The euro slipped to a new low for the year
(~$1.0815) ahead of the weekend before recovering and settling higher on the
day. In fact,
despite the repeated penetration of the 200-day moving average on an intraday
basis last week, it failed to close below it (now ~$1.0845) even once. It is
trading with a heavier bias today and returned to the pre-weekend low, but the
intraday momentum indicators are stretched, suggesting follow-through selling
may be limited in North America today. The euro settled last year near $1.1040.
It was sold in the first half of January and spent little time below $1.09.

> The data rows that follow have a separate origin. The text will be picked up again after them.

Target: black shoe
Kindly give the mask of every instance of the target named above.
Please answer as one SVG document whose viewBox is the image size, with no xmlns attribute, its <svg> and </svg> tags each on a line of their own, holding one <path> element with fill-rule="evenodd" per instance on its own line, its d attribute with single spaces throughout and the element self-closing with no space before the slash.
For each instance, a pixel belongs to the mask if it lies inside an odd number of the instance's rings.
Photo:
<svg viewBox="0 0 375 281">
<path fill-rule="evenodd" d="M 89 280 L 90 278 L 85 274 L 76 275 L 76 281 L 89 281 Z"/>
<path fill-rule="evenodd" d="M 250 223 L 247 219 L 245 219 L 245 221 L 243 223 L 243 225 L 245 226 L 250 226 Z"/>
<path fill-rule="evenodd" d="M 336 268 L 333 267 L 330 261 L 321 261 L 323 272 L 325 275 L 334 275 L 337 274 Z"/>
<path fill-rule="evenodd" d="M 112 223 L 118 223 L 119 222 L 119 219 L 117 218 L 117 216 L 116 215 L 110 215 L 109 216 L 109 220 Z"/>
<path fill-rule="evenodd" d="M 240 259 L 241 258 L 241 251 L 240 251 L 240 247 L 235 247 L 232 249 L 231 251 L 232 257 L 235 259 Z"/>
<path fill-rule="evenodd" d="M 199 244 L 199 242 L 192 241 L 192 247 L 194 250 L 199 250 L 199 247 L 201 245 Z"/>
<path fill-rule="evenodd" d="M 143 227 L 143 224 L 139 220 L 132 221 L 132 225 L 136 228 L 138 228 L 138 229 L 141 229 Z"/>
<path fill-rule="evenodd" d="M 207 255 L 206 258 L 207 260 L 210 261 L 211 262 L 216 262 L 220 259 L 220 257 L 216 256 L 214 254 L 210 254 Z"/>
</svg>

Here in the second half of January, the euro has spent little time above $1.09
and not closed above it since January 15. Sterling is hugging the middle of
the $1.26-$1.28 range that it has been in since mid-December. The
five- and 20-day moving averages have converged slightly above $1.2700. Last
week, sterling mostly held above $1.2650 and peaked near $1.2775. Sterling has
been confined to a narrow range around $1.27 so far today.
America
This is an important week for the US;
however, the first part of the week will be quiet. The JOLTS report, the ADP private sector
employment estimate, and the Employment Cost Index will all be reported on
Wednesday, and the Treasury's quarterly refunding announcement (more supply) a
few hours before the FOMC meeting concludes. The Fed will not do anything,
leaving a statement that is unlikely to change much. Many expect some
discussion of the unwinding of the balance sheet and the timing of tapering. We
had previously thought it would happen around mid-year, but now there is more
speculation about a May announcement. US January auto sales will be
reported on Thursday followed by the national jobs report on Friday. Our
concern is that poor weather may have depressed activity and employment. Canada
reports November GDP figures on January 31. The monthly GDP print has been flat
for the previous three months and has not grown since May. Judging from last
week's central bank comments, officials are more focused on the stickiness
(persistence) of core inflation.
The same day that the Fed meets, three
Latam central banks are expected to cut rates. Colombia's central bank will
announce its decision before the Fed, Brazil, and Chile afterwards. Colombia
began its easing cycle at the end of last year with a 25 bp cut to 13.00%. The
market seems split between another 25 bp cut and a 50 bp move. Brazil's
central bank will likely announce it is continuing the easing cycle that began
last year with a 50 bp cut in the Selic rate to 11.25%. The swaps market
anticipates about 125 bp of cuts here in H1 24. Chile is expected to deliver a
100 bp cut to 7.25%. It began the easing cycle last July from 11.25%. Mexico
report Q4 23 GDP. It is expected to have slowed from about 1.1% in Q3 23 to
around 0.4% quarter-over-quarter, which would be slowest since the contraction
in Q3 21.
The Canadian dollar has fallen in
each of the four weeks to start the year. Its roughly 1.50% decline makes it the
second-best G10 performer after sterling (~-0.25%). The greenback has carved a
range in the last two weeks between about CAD1.3415 and around CAD1.3540. It is
trading quietly today (~CAD1.3430-CAD1.3465). The momentum indicators look to
be rolling over. A break of CAD1.3400 could see CAD1.3360 but we are wary of
anticipating a breakout ahead this week's big events that could encourage some
risk-off to which the Canadian dollar seems particularly sensitive. The
US dollar has risen against the Mexican peso for the past two weeks after
falling for the previous five. Ahead of the weekend, the dollar posted
its lowest settlement of the week (~MXN17.1615). Still, the greenback looks to
be consolidating mostly within a MXN17.14-MXN17.25 range.